Mayor Sumbul Siddiqui | Mayor Sumbul Siddiqui official website

The Library will welcome Ilyon Woo, The New York Times bestselling author of Master Slave Husband Wife: An Epic Journey from Slavery to Freedom, for a discussion of her latest book at 6 p.m. on Wednesday, June 21. Woo will be talking with Dr. Myisha Eatmon, an assistant professor in African and African American Studies and History at Harvard University. The program is funded by the Cambridge Public Library Foundation.

In 1848, a year characterized by international democratic revolt, a young, enslaved couple, Ellen and William Craft, achieved one of the boldest feats of self-emancipation in American history.
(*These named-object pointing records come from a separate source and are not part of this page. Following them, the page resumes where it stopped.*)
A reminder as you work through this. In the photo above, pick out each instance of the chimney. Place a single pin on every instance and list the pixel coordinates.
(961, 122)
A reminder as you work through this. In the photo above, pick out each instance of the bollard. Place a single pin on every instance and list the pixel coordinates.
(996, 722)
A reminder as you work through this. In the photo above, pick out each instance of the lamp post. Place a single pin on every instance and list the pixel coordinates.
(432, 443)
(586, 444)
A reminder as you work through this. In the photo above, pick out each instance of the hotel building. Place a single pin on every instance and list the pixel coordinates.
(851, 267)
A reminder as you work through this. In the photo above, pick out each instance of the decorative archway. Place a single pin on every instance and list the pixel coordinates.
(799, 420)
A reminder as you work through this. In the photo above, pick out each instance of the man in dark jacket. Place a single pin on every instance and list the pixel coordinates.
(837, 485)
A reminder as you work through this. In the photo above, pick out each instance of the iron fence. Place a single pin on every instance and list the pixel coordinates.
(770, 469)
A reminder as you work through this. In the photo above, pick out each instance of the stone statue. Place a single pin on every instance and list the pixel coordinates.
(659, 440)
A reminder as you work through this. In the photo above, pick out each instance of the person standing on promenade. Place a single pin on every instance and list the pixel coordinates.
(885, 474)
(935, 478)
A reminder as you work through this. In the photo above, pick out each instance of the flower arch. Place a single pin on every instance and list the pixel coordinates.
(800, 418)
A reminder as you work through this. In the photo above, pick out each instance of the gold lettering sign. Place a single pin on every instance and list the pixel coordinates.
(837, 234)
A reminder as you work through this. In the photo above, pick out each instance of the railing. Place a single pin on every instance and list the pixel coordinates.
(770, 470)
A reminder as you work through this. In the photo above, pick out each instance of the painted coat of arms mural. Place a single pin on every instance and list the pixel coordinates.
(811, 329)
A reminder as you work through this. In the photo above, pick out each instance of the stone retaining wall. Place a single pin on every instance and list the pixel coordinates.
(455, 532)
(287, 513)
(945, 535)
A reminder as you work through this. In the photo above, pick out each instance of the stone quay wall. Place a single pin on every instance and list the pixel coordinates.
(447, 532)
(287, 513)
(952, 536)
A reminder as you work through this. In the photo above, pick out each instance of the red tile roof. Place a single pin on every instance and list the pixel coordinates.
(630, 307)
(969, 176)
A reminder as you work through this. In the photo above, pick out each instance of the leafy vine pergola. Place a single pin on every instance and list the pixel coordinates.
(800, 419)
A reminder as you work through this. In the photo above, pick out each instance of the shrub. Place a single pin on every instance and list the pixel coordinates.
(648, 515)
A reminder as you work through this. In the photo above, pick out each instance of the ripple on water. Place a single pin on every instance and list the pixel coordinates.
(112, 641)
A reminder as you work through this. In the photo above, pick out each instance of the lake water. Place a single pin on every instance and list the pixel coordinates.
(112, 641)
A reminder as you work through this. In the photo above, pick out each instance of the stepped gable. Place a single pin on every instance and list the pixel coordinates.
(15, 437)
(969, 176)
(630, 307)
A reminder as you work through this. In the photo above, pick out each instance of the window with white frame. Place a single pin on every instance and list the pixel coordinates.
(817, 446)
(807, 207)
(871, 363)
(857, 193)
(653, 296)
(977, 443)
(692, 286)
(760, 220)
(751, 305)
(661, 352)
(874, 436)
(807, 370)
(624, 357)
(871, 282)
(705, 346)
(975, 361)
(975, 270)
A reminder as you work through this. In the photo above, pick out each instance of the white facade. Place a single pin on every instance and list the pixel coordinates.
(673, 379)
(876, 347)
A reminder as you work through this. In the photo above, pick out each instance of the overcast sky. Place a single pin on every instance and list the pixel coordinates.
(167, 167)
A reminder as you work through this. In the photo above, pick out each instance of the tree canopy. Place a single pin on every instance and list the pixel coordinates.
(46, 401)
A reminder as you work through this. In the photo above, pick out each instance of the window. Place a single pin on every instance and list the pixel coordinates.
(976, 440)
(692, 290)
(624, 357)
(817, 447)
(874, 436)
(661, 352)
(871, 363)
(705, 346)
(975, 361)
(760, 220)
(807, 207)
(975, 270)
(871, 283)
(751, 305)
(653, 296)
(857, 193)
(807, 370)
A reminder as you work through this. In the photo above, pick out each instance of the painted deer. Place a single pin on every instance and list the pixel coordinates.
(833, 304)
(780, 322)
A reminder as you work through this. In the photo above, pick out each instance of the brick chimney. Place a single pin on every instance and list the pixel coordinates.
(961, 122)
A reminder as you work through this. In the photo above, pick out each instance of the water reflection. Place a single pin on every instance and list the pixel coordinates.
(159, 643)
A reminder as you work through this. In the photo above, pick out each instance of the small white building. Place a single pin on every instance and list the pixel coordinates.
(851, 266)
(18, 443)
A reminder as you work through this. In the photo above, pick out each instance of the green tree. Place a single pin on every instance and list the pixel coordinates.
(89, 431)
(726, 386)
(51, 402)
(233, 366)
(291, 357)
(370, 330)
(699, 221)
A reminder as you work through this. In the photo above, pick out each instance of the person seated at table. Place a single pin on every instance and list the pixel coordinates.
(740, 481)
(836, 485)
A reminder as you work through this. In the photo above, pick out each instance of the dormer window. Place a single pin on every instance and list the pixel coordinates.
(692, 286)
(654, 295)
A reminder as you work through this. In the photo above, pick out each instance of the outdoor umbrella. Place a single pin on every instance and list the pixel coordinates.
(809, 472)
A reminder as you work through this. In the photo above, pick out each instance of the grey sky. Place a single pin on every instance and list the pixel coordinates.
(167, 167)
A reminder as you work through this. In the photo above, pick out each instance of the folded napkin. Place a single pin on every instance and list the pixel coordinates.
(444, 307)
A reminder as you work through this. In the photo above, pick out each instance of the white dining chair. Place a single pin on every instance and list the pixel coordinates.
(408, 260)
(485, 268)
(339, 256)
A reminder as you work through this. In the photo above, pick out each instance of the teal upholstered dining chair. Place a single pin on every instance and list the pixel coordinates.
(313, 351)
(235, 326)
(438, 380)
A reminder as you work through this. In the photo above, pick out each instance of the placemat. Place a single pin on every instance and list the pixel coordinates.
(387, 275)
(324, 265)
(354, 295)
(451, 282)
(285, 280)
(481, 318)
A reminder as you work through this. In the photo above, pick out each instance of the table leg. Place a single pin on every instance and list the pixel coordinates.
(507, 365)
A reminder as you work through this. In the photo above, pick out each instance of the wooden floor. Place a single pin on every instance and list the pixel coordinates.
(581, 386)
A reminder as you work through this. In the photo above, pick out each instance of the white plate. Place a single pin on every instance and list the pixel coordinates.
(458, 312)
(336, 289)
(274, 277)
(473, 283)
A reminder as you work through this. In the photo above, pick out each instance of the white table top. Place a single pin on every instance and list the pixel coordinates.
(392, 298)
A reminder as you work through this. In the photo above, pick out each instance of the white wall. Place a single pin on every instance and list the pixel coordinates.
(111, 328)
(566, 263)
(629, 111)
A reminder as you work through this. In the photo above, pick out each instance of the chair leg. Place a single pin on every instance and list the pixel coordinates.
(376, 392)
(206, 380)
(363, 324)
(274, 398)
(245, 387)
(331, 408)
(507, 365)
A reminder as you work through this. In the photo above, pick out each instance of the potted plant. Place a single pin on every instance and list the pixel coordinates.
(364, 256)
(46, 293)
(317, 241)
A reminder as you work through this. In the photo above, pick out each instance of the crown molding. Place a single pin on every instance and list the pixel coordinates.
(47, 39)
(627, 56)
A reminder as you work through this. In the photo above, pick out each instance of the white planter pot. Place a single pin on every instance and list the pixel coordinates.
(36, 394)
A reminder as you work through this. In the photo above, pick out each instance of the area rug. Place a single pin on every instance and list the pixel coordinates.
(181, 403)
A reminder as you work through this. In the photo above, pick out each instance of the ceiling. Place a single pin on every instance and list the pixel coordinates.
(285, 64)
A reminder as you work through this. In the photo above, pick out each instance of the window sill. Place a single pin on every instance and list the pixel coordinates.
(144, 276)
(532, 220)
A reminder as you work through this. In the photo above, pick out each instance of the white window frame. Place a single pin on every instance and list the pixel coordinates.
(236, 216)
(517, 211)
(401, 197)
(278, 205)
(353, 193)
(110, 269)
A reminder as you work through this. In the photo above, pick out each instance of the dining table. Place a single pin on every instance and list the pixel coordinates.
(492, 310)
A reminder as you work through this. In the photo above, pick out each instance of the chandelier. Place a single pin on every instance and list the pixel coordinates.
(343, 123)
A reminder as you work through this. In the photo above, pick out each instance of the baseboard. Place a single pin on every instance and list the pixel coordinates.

Posing as master and slave, sustained by their love as husband and wife, the Crafts made their escape across more than 1,000 miles, riding out in the open on steamboats, carriages, and trains that took them from bondage in Georgia to the free states of the North. Master Slave Husband Wife is the true story of the Crafts’ long journey, as they traveled another 1,000 miles on the abolitionist lecture circuit. They escaped slave hunters, following the passage of an infamous new Fugitive Slave Law, and were forced to flee again, this time from the United States.

Ilyon Woo’s writing has appeared in The Boston Globe, the Wall Street Journal, Time Magazine, and The New York Times. She holds a B.A. in the humanities from Yale College and a Ph.D. in English from Columbia University.

Dr. Myisha S. Eatmon holds a B.A. in political science and history from the University of Notre Dame, an M.A. in U.S, history and a Ph.D. in U.S., African American, and legal history from Northwestern University. Dr. Eatmon is the author of “Fighting Back: Black Civil Litigation for White-on-Black Violence under Nineteenth, Twentieth, and Twenty-First Century Jim Crow,” in The Civil War Era and the Summer of 2020: Race, Violence, Resistance and Memory in the United States, edited by Hilary Green and Andrew Slap. Registration is required to participate in this program.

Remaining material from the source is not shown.